La direttiva 2014/67/UE (c.d. direttiva Enforcement)
La direttiva 2014/67/UE contribuisce invece, come anticipato, a garantire che le disposizioni contenute nella direttiva 96/71/CE siano applicate più efficacemente. In particolare si segnalano le disposizioni volte a:

  • precisare la definizione di “distacco”, garantendo in tal modo la certezza del diritto per i lavoratori distaccati e i prestatori di servizi (art. 4);
  • garantire l’applicazione dei diritti e il trattamento delle denunce, attraverso la possibilità per le organizzazioni sindacali e “altre parti terze, quali associazioni, organizzazioni e altre persone giuridiche che hanno (…) un interesse legittimo a veder rispettata la presente direttiva e la direttiva 96/71/CE”, di promuovere per conto o a sostegno del lavoratore distaccato o del suo datore di lavoro, “ogni procedimento giudiziario o amministrativo” diretto a ottenere l’applicazione delle direttive 96/71/CE e 2014/67/UE (art. 11 );
  • assicurare che le sanzioni amministrative e le ammende imposte ai prestatori di servizi da uno Stato membro in seguito all’inosservanza delle prescrizioni della direttiva del 1996 possano essere applicate o recuperate in un altro Stato membro (Capo VI);
  • consentire agli Stati membri di imporre obblighi amministrativi e misure di controllo necessari per assicurare l’effettiva vigilanza sul rispetto degli obblighi di cui alla stessa direttiva e alla direttiva 96/71/CE, a condizione che essi siano giustificati e proporzionati in conformità del diritto dell’Unione (art. 9).

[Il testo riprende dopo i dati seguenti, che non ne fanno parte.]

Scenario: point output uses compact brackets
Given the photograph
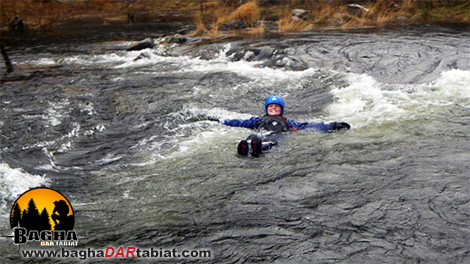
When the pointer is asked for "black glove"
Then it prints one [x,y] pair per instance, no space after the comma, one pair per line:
[339,125]
[210,118]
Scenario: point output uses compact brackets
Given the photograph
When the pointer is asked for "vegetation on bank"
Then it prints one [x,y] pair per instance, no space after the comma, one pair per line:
[210,17]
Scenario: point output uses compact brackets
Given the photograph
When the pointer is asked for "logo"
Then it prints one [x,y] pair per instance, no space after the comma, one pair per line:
[43,215]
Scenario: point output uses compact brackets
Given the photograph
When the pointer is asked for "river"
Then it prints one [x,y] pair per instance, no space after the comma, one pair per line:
[120,134]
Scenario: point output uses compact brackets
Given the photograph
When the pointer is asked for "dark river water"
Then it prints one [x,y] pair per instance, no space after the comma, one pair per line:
[122,135]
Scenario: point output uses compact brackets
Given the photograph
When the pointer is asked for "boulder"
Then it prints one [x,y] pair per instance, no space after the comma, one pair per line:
[357,10]
[299,14]
[144,44]
[233,25]
[177,39]
[16,23]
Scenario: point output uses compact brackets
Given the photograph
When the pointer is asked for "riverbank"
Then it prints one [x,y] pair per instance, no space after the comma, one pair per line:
[211,18]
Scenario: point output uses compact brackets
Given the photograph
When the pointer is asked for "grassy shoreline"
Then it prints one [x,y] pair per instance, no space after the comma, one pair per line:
[210,18]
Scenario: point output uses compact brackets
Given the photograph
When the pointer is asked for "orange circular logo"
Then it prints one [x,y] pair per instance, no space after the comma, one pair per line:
[42,209]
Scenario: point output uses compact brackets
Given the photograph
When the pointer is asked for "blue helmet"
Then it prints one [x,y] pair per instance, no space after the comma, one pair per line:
[274,99]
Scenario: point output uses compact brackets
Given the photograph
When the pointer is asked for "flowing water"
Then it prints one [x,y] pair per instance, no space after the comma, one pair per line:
[120,134]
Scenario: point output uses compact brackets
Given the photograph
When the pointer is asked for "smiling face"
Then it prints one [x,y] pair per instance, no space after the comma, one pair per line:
[274,109]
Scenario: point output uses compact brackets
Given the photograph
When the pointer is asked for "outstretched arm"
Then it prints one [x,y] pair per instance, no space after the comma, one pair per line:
[249,123]
[321,126]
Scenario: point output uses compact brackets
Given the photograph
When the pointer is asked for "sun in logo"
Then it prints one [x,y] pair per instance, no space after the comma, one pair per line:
[42,209]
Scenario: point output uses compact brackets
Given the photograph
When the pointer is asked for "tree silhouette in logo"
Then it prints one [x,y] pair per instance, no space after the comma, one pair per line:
[30,217]
[59,215]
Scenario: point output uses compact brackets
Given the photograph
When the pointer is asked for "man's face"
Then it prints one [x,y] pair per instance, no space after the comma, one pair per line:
[274,109]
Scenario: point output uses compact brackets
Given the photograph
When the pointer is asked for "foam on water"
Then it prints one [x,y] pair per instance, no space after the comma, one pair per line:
[365,101]
[13,182]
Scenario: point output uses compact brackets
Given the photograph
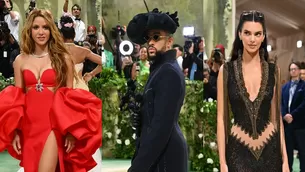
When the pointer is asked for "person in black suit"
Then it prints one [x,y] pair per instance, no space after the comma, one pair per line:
[293,112]
[161,146]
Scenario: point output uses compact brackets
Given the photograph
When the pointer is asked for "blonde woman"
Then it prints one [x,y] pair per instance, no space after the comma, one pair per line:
[79,55]
[45,123]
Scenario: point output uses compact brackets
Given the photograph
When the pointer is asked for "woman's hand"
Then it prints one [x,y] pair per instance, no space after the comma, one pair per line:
[69,142]
[285,167]
[224,168]
[87,77]
[16,144]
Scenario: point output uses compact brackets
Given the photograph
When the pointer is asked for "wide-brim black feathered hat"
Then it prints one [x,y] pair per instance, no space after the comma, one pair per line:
[141,23]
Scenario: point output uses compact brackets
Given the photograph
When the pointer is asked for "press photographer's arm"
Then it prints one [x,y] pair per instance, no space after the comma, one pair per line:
[14,15]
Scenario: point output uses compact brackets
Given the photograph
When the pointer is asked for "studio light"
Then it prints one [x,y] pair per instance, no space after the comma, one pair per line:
[299,44]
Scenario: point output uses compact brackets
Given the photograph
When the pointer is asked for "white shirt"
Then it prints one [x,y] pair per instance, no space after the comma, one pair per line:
[180,60]
[13,24]
[80,30]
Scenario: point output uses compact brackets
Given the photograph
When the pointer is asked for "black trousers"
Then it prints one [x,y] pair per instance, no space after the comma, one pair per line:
[295,137]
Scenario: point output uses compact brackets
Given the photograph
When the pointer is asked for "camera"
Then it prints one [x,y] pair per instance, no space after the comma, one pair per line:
[118,31]
[217,56]
[192,40]
[2,5]
[4,31]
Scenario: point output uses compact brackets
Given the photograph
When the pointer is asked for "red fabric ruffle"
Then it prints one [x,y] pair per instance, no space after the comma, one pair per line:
[12,105]
[78,112]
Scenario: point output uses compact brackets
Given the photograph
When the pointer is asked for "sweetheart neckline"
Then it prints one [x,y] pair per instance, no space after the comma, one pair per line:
[41,75]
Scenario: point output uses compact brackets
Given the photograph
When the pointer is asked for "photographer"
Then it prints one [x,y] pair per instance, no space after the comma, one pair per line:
[9,50]
[80,27]
[193,58]
[216,60]
[10,17]
[210,77]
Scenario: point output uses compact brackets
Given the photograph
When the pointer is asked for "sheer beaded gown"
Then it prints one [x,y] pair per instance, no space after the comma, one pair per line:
[253,140]
[37,110]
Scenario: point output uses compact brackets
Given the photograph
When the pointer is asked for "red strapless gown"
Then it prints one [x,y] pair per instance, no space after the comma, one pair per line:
[35,113]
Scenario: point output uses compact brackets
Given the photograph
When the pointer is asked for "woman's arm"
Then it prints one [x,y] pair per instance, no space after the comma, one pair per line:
[70,72]
[220,118]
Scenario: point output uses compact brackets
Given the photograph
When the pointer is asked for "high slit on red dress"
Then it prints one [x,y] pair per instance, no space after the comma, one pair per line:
[39,111]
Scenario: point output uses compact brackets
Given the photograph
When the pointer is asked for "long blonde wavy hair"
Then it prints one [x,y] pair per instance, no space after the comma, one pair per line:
[56,46]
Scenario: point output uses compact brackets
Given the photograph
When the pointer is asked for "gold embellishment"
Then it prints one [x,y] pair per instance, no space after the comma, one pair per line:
[252,106]
[256,146]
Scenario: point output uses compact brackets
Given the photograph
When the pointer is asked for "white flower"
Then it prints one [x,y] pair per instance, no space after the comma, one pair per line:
[127,142]
[212,144]
[118,131]
[109,134]
[119,141]
[210,161]
[134,136]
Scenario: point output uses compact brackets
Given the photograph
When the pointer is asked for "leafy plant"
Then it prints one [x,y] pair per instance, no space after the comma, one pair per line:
[197,120]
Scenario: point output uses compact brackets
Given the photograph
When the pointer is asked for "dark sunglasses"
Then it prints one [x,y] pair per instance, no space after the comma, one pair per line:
[154,37]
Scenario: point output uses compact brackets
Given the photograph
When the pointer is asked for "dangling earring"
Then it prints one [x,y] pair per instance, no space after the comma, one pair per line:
[239,53]
[262,53]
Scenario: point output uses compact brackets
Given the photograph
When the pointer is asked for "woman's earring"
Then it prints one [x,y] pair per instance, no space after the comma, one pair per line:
[239,53]
[262,53]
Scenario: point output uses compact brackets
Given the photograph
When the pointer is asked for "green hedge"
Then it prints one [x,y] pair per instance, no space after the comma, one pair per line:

La direttiva sollecita inoltre una più efficace cooperazione tra autorità nazionali competenti in materia di distacco prevedendo una tempistica certa per rispondere alle richieste di assistenza da parte di altri Stati membri: termine di 2 giorni lavorativi per rispondere alle richieste urgenti di informazioni e termine di 25 giorni lavorativi per le richieste non urgenti (art. 6).

Documentazione oggetto di esame
Quanto alla documentazione utile alla verifica del rispetto delle condizioni di lavoro nonché della regolarità del rapporto tra impresa utilizzatrice e lavoratore oggetto di somministrazione transnazionale, nelle more del recepimento della direttiva Enforcement, il Ministero ritiene utile richiamare la c.d. check lisi contenuta nel più volte citato Vademecum.

In particolare evidenzia, tra i documenti oggetto di eventuale acquisizione ed esame da parte del personale ispettivo:

  • il contratto di somministrazione di lavoro e l’autorizzazione amministrativa del Paese di stabilimento dell’agenzia straniera;
  • i documenti di riconoscimento e gli eventuali contratti individuali di lavoro del personale somministrato;
  • i modelli A1 dei lavoratori interessati;
  • i prospetti paga già elaborati ovvero la documentazione idonea a dimostrare il pagamento della retribuzione ed il relativo importo nonché la tracciatura dell’orario di lavoro;
  • la documentazione in materia di salute e sicurezza (a seconda delle situazioni, DVR, POS, sorveglianza sanitaria, ecc.);
  • ogni altra documentazione disponibile e utile alla verifica dei rapporti di lavoro.